Ossa motorcycle dealers movie#
The original Ossa company got its start in 1924 making movie projectors for its home market in Spain. After World War II, Ossa, like several other manufacturers from BSA to Harley-Davidson to Yamaha, began producing two-stroke engined motorcycles, with their first mass-produced model being introduced in 1949. Ossa reached its highest production levels in the motorcycle boom of the 1960s, exporting large numbers of exports to other European countries, but also significantly, to North American markets. In 2010, the Ossa brand was reborn when the trademark was purchased and a new company began producing motorcycles. What's interesting is that the company recorded an impressive growth in sales during the 1960s when most of its motorcycles were exported to other markets, including the American one.Ossa is a Spanish motorcycle manufacturer which was active from 1924 to 1982 and reborn in 2010.įounded by Manuel Giró, an industrialist from Barcelona, Ossa was best known for lightweight, two-stroke-engined bikes used in observed trials, motocross and enduro.
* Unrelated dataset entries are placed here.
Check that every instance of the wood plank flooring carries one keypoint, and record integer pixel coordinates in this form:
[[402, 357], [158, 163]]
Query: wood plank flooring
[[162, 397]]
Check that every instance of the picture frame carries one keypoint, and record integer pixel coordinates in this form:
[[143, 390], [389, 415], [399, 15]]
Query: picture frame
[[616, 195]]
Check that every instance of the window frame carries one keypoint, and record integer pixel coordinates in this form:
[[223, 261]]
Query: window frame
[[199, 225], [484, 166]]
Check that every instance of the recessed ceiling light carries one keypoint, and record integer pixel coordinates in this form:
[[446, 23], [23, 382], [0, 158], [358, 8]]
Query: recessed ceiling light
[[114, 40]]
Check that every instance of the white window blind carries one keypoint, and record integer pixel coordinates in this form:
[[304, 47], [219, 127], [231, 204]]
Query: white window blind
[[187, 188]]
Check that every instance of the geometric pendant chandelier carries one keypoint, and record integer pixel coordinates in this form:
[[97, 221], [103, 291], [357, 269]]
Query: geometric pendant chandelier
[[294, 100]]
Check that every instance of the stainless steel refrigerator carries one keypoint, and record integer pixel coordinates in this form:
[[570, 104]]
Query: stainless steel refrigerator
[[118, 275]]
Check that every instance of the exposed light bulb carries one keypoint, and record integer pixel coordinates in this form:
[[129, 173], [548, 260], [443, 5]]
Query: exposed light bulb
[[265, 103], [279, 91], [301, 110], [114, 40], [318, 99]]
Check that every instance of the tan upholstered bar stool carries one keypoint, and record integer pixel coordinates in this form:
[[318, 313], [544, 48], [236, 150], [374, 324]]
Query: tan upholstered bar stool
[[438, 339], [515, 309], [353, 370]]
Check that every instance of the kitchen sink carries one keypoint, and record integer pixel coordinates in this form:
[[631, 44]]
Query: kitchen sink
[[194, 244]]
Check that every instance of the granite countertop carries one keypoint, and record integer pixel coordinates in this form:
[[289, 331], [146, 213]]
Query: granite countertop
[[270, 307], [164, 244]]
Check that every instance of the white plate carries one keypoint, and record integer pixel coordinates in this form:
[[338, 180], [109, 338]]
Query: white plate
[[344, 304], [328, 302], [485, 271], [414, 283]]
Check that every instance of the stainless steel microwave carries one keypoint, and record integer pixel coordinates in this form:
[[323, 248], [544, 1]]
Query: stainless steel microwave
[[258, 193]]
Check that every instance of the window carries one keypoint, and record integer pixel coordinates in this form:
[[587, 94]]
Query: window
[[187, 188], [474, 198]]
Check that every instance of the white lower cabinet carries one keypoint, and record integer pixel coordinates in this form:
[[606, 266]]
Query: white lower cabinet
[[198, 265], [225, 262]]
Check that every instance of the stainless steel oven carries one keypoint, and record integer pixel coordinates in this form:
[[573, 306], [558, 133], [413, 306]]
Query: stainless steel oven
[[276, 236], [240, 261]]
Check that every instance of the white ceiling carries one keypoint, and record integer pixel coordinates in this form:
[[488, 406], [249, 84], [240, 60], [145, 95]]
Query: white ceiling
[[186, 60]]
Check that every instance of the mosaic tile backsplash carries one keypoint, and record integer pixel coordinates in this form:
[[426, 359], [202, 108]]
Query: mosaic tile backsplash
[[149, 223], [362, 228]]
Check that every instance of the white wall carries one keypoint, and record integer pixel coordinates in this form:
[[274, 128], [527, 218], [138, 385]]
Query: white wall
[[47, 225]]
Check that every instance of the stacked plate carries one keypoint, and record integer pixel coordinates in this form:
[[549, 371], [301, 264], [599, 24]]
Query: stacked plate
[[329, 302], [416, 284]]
The company was known originally as Orpheo Sincronic Sociedad Anónima (O.S.S.A.) and was later renamed Maquinaria Cinematográfica, S.A. However, Ossa managed to launch its first line of motorcycles in 1949 but it didn't record too high sales in the first years of availability.In comparison with the other companies, Ossa took advantage of the technology powered by DKW, a German company which was already building two stroke engines It's interesting to note that Ossa followed the same trend market as many other motorcycle companies at the end of World War II when lots of manufacturers started building two stroke motorcycles. Ossa is a Spanish motorcycle manufacturing company which was founded in 1924, being initially focused on producing movie projectors for the Spanish market.